We’ve chosen to use relational databases, specifically PostgreSQL, for storing some of our data. We like ACID, we like the ease of ad-hoc query-ability and we like the fact that databases add an additional layer of security and data quality control. To make the most of this we should adopt some conventions, so that when we are accessing PG from an ORM, we don’t bring too many ORM-isms into our data model. This ensures that other staff, who might be using other ORMs, can still work with our data and it also prevents us from relying too much on the ORM or application layer for doing work that RDBMs can already do.
These are my preferred conventions, we will evolve them over time. I’ll try to provide a justification for each one, but this is a discussion.
- All names (table, column, sequence, index, constraint, role, etc.) should be lowercase with underscores. Postgres does support AnYSortOF casing that you’d like, but it makes manual querying painful.
- Table names should be a singular noun that describes one row. “account”, not “accounts”. Some people prefer plural, we just need a standard, my vote is for singular as it makes SQL a little more natural to read
e.g., “SELECT * FROM account WHERE account.balance > 5000;”.

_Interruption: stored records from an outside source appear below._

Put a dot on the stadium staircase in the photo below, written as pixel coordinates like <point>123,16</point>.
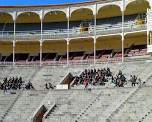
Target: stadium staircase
<point>69,107</point>
<point>135,104</point>
<point>24,107</point>
<point>6,102</point>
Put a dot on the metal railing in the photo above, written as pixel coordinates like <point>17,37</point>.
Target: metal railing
<point>73,33</point>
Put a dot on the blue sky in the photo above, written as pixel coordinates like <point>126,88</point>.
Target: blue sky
<point>37,2</point>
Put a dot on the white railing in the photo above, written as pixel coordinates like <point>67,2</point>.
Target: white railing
<point>73,33</point>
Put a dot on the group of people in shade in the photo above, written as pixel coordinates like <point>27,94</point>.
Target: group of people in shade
<point>101,76</point>
<point>49,85</point>
<point>14,83</point>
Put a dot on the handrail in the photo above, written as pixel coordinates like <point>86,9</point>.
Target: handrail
<point>76,32</point>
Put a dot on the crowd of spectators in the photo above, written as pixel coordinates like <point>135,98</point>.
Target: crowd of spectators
<point>93,76</point>
<point>14,83</point>
<point>101,76</point>
<point>49,85</point>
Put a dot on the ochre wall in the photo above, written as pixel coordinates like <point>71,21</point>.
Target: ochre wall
<point>27,47</point>
<point>135,40</point>
<point>108,43</point>
<point>6,48</point>
<point>81,45</point>
<point>55,47</point>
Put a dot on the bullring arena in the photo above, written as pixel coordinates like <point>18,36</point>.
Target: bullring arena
<point>82,62</point>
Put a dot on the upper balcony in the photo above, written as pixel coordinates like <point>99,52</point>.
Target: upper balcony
<point>77,32</point>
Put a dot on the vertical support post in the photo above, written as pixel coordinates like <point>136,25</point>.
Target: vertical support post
<point>41,43</point>
<point>67,51</point>
<point>150,38</point>
<point>95,33</point>
<point>68,28</point>
<point>14,43</point>
<point>147,27</point>
<point>123,31</point>
<point>41,40</point>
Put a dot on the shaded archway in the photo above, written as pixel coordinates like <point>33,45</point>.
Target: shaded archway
<point>82,14</point>
<point>5,18</point>
<point>109,43</point>
<point>6,22</point>
<point>28,17</point>
<point>55,16</point>
<point>109,11</point>
<point>55,46</point>
<point>137,7</point>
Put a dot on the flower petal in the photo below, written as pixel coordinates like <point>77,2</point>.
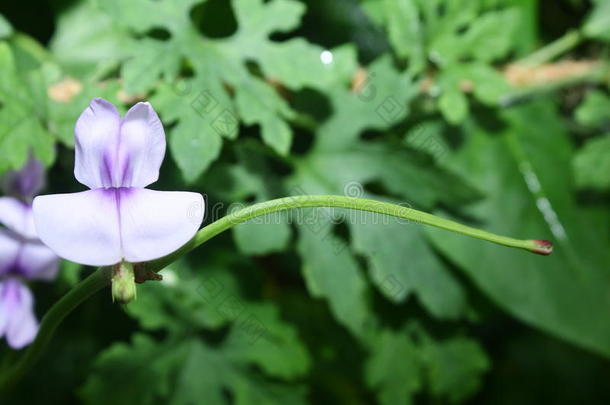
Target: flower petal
<point>156,223</point>
<point>37,262</point>
<point>81,227</point>
<point>97,141</point>
<point>9,250</point>
<point>142,146</point>
<point>17,319</point>
<point>17,216</point>
<point>27,182</point>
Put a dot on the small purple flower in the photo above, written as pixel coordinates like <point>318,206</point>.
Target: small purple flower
<point>24,183</point>
<point>118,220</point>
<point>22,257</point>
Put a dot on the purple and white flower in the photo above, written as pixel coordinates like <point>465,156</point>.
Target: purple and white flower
<point>118,219</point>
<point>22,255</point>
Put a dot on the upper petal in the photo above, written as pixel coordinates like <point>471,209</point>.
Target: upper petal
<point>17,216</point>
<point>9,250</point>
<point>27,182</point>
<point>142,146</point>
<point>156,223</point>
<point>81,227</point>
<point>37,262</point>
<point>97,142</point>
<point>17,319</point>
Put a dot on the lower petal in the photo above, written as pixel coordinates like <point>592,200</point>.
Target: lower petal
<point>157,223</point>
<point>81,227</point>
<point>17,319</point>
<point>9,250</point>
<point>17,216</point>
<point>37,262</point>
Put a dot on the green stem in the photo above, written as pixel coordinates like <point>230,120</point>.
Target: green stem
<point>553,50</point>
<point>101,278</point>
<point>51,321</point>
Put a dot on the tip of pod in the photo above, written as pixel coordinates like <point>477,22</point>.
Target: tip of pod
<point>542,247</point>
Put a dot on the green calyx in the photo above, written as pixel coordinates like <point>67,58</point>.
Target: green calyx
<point>123,283</point>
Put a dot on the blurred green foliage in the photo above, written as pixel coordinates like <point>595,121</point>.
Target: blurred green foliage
<point>479,110</point>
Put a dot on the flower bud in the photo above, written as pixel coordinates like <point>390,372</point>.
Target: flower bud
<point>123,283</point>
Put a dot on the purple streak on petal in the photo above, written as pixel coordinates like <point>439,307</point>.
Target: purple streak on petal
<point>17,216</point>
<point>81,227</point>
<point>17,320</point>
<point>10,245</point>
<point>97,141</point>
<point>156,223</point>
<point>142,146</point>
<point>27,182</point>
<point>36,262</point>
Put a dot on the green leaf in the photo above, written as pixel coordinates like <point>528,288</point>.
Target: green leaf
<point>265,340</point>
<point>454,105</point>
<point>527,177</point>
<point>382,102</point>
<point>23,114</point>
<point>405,32</point>
<point>454,367</point>
<point>401,263</point>
<point>260,104</point>
<point>393,370</point>
<point>5,27</point>
<point>86,40</point>
<point>595,110</point>
<point>592,164</point>
<point>331,272</point>
<point>179,372</point>
<point>598,21</point>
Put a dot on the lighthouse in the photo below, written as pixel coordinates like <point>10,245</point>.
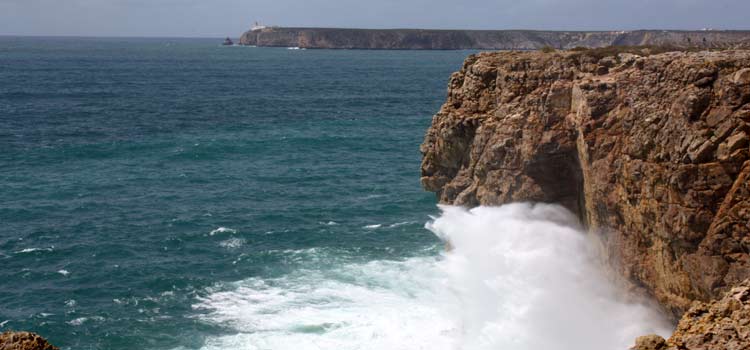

- We’re using a relational database. Have relations. Very few tables should be islands.
- Foreign keys should be named “<table>_id”, e.g., if the “account” table links to the “person” table, there should be a column in “account” called “person_id”. In the case where there are multiple foreign keys to the same table, prefix the ids, e.g. “from_person_id” and “to_person_id”
- Foreign keys must have foreign key constraints. It makes the schema more readable, both by humans and introspection tools. It also prevents mistakes at the application layer.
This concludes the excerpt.